A few days ago, this blog reported on two recent noncompete cases in which former employers have asserted RICO claims against departing employees. (Click here to see that post.) Previously, we have also commented on Computer Fraud & Abuse Act claims in similar contexts. It is the rare case, however, that involves claims under both statutes by employers against a departing employee. A few days ago, U.S. District Judge Colleen McMahon dismissed a CFAA claim in just such a case, and she hinted that a dismissal of the RICO claim could soon follow. Shortly thereafter, the plaintiff voluntarily dismissed the action reserving its right to pursue its claims in arbitration or state court.

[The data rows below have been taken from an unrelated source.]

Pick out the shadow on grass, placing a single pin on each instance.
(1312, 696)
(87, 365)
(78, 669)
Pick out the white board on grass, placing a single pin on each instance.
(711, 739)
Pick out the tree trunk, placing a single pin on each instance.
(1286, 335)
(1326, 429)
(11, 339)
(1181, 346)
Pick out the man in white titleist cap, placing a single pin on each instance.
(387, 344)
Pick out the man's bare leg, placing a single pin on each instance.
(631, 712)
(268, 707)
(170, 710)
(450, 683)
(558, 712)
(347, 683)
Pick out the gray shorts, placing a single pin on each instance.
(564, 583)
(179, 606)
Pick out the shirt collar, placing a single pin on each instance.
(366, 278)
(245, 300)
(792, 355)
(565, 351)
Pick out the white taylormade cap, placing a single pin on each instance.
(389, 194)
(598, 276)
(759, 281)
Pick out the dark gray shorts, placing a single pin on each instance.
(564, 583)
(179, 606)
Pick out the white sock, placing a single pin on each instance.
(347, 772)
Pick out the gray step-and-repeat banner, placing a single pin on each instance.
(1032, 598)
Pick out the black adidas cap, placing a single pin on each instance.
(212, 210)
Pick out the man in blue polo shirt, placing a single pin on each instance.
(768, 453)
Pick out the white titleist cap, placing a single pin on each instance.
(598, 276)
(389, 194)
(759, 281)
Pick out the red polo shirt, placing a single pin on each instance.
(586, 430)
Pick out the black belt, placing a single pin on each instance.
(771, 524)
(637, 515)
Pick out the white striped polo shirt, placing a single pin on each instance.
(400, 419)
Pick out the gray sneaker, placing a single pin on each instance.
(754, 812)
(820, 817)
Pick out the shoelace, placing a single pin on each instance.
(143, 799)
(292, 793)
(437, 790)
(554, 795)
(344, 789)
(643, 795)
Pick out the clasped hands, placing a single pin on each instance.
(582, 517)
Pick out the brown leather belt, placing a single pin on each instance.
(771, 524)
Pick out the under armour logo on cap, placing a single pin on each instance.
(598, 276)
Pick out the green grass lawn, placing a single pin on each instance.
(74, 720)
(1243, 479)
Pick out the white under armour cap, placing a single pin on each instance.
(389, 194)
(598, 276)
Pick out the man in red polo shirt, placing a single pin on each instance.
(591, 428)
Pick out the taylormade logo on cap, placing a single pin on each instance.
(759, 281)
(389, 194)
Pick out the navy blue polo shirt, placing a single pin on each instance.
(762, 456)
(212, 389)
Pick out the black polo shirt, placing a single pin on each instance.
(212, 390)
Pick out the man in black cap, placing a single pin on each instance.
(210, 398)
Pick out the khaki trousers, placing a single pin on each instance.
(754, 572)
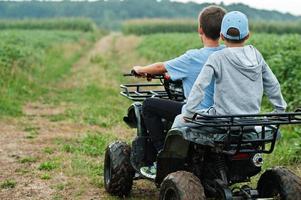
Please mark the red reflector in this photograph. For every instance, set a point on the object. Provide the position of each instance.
(241, 156)
(166, 77)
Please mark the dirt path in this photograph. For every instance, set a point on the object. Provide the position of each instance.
(30, 141)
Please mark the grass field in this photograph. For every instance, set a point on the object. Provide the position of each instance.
(61, 106)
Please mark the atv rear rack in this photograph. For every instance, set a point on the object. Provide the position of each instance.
(237, 128)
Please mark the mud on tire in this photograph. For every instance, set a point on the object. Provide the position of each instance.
(118, 172)
(281, 183)
(181, 185)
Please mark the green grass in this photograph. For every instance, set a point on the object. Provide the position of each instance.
(28, 160)
(32, 61)
(48, 150)
(45, 176)
(49, 165)
(8, 184)
(282, 53)
(76, 24)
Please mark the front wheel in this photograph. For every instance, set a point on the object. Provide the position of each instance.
(279, 183)
(118, 172)
(181, 185)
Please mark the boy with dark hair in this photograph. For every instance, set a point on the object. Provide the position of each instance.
(241, 76)
(186, 68)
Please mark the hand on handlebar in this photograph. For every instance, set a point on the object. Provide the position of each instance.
(136, 71)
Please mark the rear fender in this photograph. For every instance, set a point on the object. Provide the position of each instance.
(134, 116)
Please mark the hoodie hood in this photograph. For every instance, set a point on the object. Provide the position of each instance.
(245, 60)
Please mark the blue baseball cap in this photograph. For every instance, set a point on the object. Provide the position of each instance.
(238, 20)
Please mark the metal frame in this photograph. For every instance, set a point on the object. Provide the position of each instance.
(140, 94)
(236, 125)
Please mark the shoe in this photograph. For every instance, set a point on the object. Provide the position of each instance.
(149, 172)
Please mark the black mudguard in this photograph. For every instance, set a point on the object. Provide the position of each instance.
(174, 154)
(134, 118)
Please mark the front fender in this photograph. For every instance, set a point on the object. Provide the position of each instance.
(133, 118)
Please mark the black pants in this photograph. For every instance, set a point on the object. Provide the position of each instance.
(153, 110)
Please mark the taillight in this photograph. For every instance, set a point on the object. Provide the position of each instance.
(166, 77)
(241, 156)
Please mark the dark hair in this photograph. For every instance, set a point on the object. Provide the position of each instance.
(234, 32)
(210, 20)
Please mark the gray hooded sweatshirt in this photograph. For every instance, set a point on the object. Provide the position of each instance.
(241, 78)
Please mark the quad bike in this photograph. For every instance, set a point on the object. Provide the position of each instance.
(194, 165)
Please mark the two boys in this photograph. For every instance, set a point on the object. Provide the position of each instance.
(186, 68)
(241, 76)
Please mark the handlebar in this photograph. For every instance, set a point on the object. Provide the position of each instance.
(149, 76)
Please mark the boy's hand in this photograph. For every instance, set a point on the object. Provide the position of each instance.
(138, 70)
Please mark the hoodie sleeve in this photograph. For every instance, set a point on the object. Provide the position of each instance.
(272, 89)
(197, 92)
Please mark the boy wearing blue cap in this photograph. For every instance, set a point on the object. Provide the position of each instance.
(241, 76)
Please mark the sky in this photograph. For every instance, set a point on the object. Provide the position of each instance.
(291, 6)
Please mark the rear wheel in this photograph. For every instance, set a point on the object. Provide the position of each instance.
(118, 172)
(181, 185)
(279, 183)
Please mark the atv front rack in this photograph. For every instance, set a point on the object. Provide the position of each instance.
(141, 91)
(238, 128)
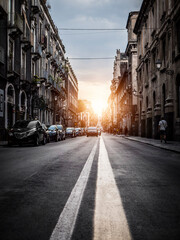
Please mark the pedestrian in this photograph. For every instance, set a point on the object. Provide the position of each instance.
(126, 131)
(162, 129)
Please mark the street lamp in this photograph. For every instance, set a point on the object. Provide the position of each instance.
(158, 64)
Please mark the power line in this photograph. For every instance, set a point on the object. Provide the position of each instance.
(93, 58)
(92, 29)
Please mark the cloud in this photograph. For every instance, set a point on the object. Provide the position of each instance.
(94, 76)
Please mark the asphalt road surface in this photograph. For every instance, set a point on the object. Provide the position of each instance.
(105, 188)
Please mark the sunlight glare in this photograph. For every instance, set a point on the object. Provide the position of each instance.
(98, 106)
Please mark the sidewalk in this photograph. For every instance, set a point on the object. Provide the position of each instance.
(170, 145)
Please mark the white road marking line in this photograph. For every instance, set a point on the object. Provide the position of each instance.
(110, 222)
(65, 225)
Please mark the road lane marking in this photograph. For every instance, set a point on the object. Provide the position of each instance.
(110, 222)
(66, 222)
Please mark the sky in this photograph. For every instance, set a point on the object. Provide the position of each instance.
(94, 76)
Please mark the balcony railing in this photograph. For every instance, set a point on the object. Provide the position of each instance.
(44, 74)
(35, 6)
(50, 79)
(37, 52)
(49, 51)
(17, 27)
(2, 55)
(43, 42)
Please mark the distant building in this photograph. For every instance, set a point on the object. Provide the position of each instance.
(35, 79)
(158, 70)
(131, 85)
(72, 97)
(120, 67)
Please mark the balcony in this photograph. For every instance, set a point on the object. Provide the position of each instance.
(43, 42)
(16, 29)
(27, 41)
(35, 7)
(44, 75)
(37, 52)
(49, 51)
(2, 55)
(50, 80)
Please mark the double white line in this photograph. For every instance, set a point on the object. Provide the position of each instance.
(109, 220)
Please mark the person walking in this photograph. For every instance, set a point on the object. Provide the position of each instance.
(162, 129)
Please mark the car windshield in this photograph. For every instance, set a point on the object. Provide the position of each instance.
(25, 124)
(52, 127)
(69, 129)
(92, 128)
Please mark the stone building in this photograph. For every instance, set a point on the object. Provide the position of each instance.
(131, 84)
(72, 97)
(33, 67)
(158, 70)
(120, 67)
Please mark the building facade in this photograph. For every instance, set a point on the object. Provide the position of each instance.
(72, 97)
(158, 69)
(33, 67)
(115, 100)
(131, 85)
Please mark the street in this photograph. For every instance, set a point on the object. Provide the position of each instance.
(89, 188)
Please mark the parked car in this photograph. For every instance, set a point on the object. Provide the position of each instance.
(62, 132)
(46, 133)
(70, 132)
(92, 131)
(99, 131)
(25, 131)
(53, 133)
(78, 132)
(83, 131)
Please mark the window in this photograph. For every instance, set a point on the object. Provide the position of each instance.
(40, 32)
(163, 97)
(178, 36)
(147, 102)
(164, 50)
(11, 56)
(154, 99)
(178, 95)
(23, 65)
(11, 11)
(33, 69)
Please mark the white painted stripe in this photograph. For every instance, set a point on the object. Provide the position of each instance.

The suit began in May, 2010, when legal recruiting firm Major, Lindsey & Africa filed a complaint against a former Managing Director, Sharon Mahn. Until recently, it was difficult to piece together the allegations because the complaint was sealed by the court, but the recent decision granting Mahn’s motion to dismiss the CFAA claim sheds some light on MLA’s claims.
According to the court, MLA alleged that Mahn disclosed confidential information, which she obtained from MLA’s computers, to a few of its competitors. This was purportedly done in violation of the confidentiality provisions in Mahn’s employment agreement, but MLA filed in federal court basing jurisdiction in part on the CFAA. Simply stated, the CFAA makes it unlawful for a person to access a protected computer “without authorization” or “in excess of one’s authorization” to obtain something of value or to impair the integrity of data. Some courts hold that an employee acts “without authorization” or “exceeds authorization” if an employee is accessing information for purposes contrary to his or her employment. Other courts note that the statute’s legislative history suggests Congress enacted the statute simply to address computer hacking, and not to provide employers with a remedy against faithless employees. Judge McMahon agreed with the latter school of thought, but noted that a conclusion to the contrary is not “implausible.”
Dismissing the CFAA claim, Judge McMahon noted that continuing federal jurisdiction was dependent upon the survival of MLA’s RICO claim. In this respect, her comments took on a more colorful tone. “This Court has ample experience with the assertion of bogus RICO claims for the purpose of (1) obtaining federal jurisdiction over an action that belongs in the state courts, and/or (2) extracting a coercive settlement due to the in terrorem nature of labeling someone a racketeer.” She continued, “I frankly have no interest in retaining a case in which it appears that federal charges have been trumped up in order to avoid litigating what are essentially state and common law claims in [state] court.” Against this backdrop, Judge McMahon stated that she would not permit discovery to proceed until MLA supplemented its “thermonuclear” allegations with a RICO case statement and Mahn (along with the other defendants) has an opportunity to file a motion to dismiss. Whether the RICO claims would have survived will never be known. In the face of this ruling, MLA dismissed its federal court claims.